Fresh themes - outside of skills gaps - include the perceived (and real) threat of automation and robotics, a focus on attitudes towards mental health issues in a male-dominated industry and the growing pinch-points of congestion and urban parking...

Wanted: engineers and technicians.

Worryingly,almost one in five (17%) van drivers, owners and operators are very concerned that a skills shortage could prevent their business operating in the next 12 months.

Nearly a quarter (24%) of delivery drivers and 21% of construction sector workers believe that a skills shortage could have this crippling effect.

But, most strikingly, this figure skyrockets to 43% in Greater London (where we have seen greater anticipated growth levels and higher confidance - putting even more pressure on skills gaps).

Overall, almost 7/10 van owners, drivers and operators say their organisation has at least one urgent skills gap or shortage. And 28% of organisations say that recruitment and retention of talent has become more difficult in the past year alone (just 17% think it has got easier).

However one in five think their own role could be at risk due to an influx of candidates from other struggling or collapes businesses (in the light of Carillion's high profile collapes in January).

The issues with recruitment, retention and reputation.

Our study also looked at how and why recruitment and retention (and the resulting skills gaps) are such a problem. All respondents were asked what workforce issues they think could threaten their organisation's success.

30% said that the inability to attract new talent is a threat, while one in four said an ageing workforce is a threat - and 23% cited a lack of transferrable skills as a potential threat to success.

Tellingly, one in five say that the reputation or image of their industry is a problem that could threaten the success of their organisations, suggesting the need for more work to be done to improve the image and profile of an industry that is pivotal to the wider health of the UK economy.

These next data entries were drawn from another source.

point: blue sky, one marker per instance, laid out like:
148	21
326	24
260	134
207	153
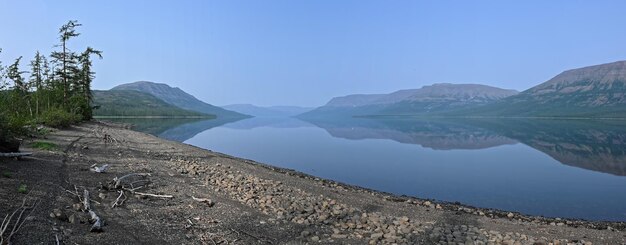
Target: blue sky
305	52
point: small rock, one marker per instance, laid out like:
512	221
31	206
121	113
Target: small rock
72	219
77	206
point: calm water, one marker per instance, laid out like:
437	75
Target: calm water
543	167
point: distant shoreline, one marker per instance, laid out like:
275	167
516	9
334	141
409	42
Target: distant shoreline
160	117
490	117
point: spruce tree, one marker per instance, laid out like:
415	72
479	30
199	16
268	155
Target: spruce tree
36	78
86	76
65	58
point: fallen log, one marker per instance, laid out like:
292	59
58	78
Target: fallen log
208	202
152	195
15	154
97	222
86	204
101	169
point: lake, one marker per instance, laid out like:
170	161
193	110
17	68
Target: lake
554	168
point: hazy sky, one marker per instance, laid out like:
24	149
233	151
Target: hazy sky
305	52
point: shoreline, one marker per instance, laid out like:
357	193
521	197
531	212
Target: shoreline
445	205
252	202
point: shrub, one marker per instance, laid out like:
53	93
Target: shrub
22	189
7	174
44	145
59	118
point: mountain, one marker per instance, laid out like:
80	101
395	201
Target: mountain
432	133
270	111
135	103
594	91
178	97
437	98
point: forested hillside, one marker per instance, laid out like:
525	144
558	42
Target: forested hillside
131	103
55	90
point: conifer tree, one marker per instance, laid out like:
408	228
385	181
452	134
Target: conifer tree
86	76
66	59
36	78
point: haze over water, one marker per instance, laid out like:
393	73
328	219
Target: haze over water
557	168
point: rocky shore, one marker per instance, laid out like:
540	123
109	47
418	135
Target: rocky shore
250	203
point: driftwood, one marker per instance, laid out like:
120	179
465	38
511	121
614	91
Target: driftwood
86	204
119	183
119	201
15	154
97	222
101	169
16	224
152	195
208	202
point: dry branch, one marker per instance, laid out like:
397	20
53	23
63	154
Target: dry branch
97	222
101	169
18	222
209	202
152	195
119	201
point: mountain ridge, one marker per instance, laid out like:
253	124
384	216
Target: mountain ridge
177	97
267	111
597	91
436	97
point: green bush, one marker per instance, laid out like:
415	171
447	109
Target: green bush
44	145
22	189
7	174
58	118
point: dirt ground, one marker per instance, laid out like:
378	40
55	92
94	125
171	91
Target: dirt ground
250	203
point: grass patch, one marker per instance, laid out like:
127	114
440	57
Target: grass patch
7	174
44	145
22	189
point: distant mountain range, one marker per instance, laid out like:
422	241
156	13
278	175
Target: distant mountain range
178	98
591	92
129	103
270	111
594	91
437	98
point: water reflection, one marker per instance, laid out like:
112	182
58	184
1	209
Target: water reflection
176	129
589	144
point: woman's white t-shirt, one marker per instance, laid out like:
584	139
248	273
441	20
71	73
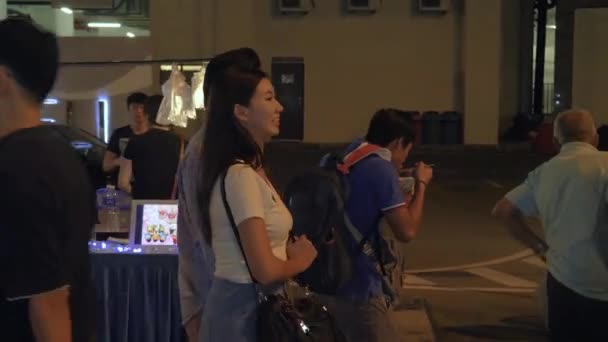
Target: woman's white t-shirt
249	195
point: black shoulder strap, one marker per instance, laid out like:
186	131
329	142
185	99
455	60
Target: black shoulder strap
232	222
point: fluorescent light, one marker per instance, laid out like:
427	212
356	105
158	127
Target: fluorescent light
106	118
51	101
104	25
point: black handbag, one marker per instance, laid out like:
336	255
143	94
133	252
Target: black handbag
283	319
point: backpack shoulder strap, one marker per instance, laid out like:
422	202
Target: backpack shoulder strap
357	155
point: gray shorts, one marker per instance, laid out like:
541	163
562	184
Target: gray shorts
363	322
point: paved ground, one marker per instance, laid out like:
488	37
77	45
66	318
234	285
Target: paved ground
496	300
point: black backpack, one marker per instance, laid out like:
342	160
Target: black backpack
316	201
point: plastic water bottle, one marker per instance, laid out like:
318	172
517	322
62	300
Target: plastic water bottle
110	205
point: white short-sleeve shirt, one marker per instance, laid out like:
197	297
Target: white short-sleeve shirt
570	195
249	196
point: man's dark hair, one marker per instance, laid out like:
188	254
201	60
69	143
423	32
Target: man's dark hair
30	54
138	98
151	107
244	58
390	124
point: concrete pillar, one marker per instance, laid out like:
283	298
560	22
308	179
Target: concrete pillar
64	23
235	28
176	28
482	64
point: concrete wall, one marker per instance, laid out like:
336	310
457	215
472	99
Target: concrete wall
354	64
83	85
590	70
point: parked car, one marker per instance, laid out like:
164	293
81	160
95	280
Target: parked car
89	147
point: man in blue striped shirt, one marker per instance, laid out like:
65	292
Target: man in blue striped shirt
570	195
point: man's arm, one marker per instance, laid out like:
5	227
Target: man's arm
125	175
111	161
513	218
50	316
111	158
36	267
405	221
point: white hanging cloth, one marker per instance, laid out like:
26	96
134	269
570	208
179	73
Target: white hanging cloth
198	97
177	106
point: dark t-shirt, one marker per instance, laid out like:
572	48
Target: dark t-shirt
48	213
117	145
154	156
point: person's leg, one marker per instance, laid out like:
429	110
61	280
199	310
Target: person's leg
563	310
377	321
362	322
229	313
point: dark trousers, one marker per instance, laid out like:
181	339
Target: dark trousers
368	321
573	317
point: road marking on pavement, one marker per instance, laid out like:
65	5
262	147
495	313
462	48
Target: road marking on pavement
470	289
502	278
493	184
517	256
535	261
413	280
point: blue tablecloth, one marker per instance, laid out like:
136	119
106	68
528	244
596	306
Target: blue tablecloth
137	297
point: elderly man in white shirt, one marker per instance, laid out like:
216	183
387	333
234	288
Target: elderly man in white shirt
570	195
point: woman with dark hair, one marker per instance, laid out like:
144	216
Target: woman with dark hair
244	115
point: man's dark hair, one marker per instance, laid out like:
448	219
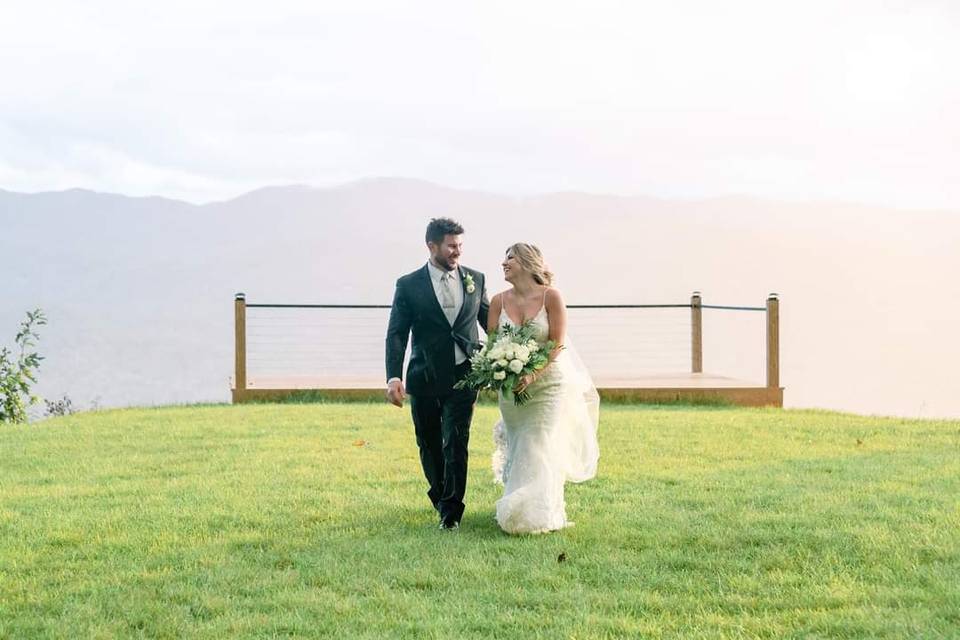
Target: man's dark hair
440	227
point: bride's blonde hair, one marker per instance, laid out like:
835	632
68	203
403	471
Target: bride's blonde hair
531	259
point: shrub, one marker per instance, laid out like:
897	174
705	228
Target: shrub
17	376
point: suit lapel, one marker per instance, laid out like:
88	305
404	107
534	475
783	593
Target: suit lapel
431	296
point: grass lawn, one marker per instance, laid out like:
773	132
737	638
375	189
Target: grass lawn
266	521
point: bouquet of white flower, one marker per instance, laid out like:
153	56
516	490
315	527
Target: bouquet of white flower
509	355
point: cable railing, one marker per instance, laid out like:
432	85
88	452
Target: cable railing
347	349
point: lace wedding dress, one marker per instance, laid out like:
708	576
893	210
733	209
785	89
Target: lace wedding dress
544	443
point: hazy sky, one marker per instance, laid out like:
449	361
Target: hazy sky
200	100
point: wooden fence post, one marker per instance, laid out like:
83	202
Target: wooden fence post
240	331
696	338
773	341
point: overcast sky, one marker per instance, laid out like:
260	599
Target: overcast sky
795	100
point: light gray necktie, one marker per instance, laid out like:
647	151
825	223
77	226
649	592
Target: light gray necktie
446	297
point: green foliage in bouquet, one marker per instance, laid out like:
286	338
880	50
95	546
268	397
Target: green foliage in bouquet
509	354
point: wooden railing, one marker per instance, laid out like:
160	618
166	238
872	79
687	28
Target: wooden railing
696	306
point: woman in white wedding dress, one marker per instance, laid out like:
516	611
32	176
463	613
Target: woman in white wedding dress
552	438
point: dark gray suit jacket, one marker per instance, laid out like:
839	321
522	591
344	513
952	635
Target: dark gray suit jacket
417	311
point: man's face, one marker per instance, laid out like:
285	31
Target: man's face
446	255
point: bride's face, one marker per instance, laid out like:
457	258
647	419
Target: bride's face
511	268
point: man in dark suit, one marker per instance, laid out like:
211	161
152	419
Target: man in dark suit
440	304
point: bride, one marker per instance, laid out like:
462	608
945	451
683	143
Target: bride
552	438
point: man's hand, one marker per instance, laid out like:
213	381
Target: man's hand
395	393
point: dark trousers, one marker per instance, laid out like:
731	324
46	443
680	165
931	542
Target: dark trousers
442	425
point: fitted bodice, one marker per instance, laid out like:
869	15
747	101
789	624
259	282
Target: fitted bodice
540	323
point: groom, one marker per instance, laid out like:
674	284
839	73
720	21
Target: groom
440	304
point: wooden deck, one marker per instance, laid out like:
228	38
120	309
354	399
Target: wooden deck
675	387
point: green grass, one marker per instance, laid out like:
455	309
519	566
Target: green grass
289	520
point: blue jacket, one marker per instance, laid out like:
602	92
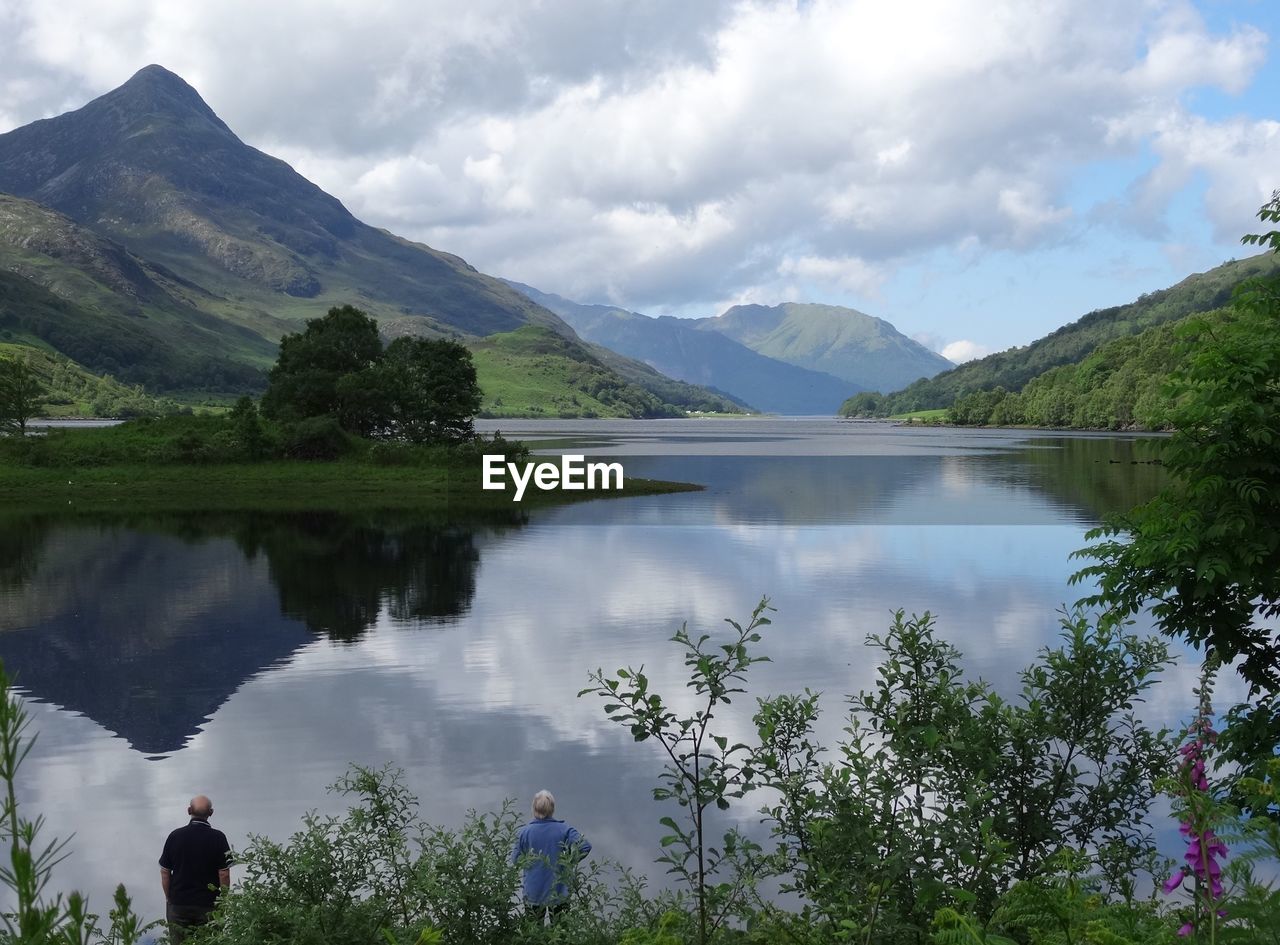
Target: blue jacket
552	849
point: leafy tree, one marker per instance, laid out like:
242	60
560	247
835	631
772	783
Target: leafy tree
416	388
432	388
946	794
1206	551
703	770
304	383
21	395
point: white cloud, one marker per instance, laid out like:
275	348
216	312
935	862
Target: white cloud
963	350
673	155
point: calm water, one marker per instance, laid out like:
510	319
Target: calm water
252	657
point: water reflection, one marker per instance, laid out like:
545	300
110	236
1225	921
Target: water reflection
147	625
261	654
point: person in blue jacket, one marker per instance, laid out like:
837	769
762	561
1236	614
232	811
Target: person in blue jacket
548	849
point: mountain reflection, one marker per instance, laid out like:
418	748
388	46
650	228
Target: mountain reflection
147	625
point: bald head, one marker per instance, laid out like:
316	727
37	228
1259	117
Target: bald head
200	806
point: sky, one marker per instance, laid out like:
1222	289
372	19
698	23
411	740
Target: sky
976	172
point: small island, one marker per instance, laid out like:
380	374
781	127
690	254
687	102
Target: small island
346	421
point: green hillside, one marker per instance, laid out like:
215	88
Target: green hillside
152	168
73	391
87	297
1072	343
862	350
535	371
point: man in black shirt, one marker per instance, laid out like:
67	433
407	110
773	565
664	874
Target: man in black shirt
193	868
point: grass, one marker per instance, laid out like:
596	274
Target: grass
533	371
279	485
928	416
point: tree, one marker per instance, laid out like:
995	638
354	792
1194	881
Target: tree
1206	551
304	383
417	389
21	395
702	768
433	388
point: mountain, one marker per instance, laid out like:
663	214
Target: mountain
145	240
152	168
65	287
865	351
1072	343
680	350
534	371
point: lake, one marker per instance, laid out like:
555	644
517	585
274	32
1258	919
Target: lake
252	657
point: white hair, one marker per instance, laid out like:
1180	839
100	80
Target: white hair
544	804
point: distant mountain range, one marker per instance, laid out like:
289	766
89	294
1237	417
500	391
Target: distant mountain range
1077	341
787	359
844	342
141	238
144	240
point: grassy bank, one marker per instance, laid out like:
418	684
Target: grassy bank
280	485
228	464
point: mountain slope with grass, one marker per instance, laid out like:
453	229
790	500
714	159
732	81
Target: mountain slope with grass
534	371
864	351
142	238
72	391
152	168
1072	343
65	287
679	348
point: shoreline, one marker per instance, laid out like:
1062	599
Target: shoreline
280	485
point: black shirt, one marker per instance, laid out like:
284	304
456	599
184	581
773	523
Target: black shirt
193	854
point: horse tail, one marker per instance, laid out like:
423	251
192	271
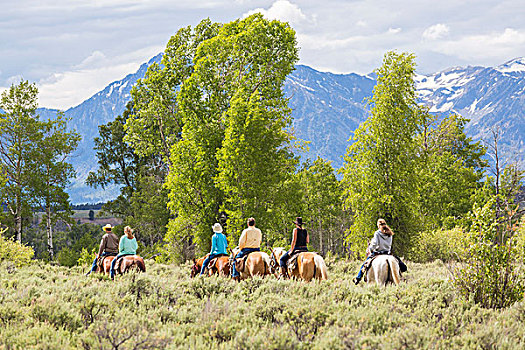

But it is not only about 'attracting new talent' - 18% say a lack of training and development could harm the success of their organisation.

Meanwhile, the role of Brexit uncertainty also rears its head - 17% say the reduction in staff from EU nations threatens the success of their organisation (23% of fleet managers think this could be a threat). And just one in five respondents think that Government is doing enough to tackle the skills shortage - demonstrating a genuine discontent in a sector where talent supply is critical.

The worry of a 'robot' future.

Perhaps unsurprisingly, with autonomous drive on the horizon and the rise of 'drone delivery' concepts in the media, the spectre of automation and robots replacing human roles is keenly felt within the van driving, owning and operating community.

Put simpy, a large proportion are worried about what it could mean.

For example, 8% think roles within their sector could be lost to automation or robots as soon as in the next 12 months (and 22% think this will be the case in the next five years).

Looking specifically at delivery drivers, almost a third (31%) think roles within their industry will be lost to automation or robots in the next five years.

But this is not simply about 'other people;s roles' - this is having a real impact on individuals. In fact 16% of all respondents are very concerned that their own role could be at risk of becoming 'obsolete', jumping to 25% of delivery drivers and a further one in four respondents under the age of 35.

This community of hard-working people clearly need reassurance. They require a more 'realistic' and relatable outline of what the future could look like, and how and where up-skilling and retraining can create - rather than eradicate - opportunities.

The Mercedes-Benz Vans Business Barometer is a nationwide quarterly survey of businesses large and small, created to help us understand the economic landscape and discover what van owners and drivers need to keep their business moving.

We want to understand the issues that keep our customers awake at night. The challenges and opportunities they face. The kind of support they need - and why. Each quarter, we explore and analyse key business issues that impact our customers directly and monitor how these may or may not change over time.

All of our studies represent an authoritative, independent and unique look at the diverse and hard-working van driving and ownig community that keeps Britain moving.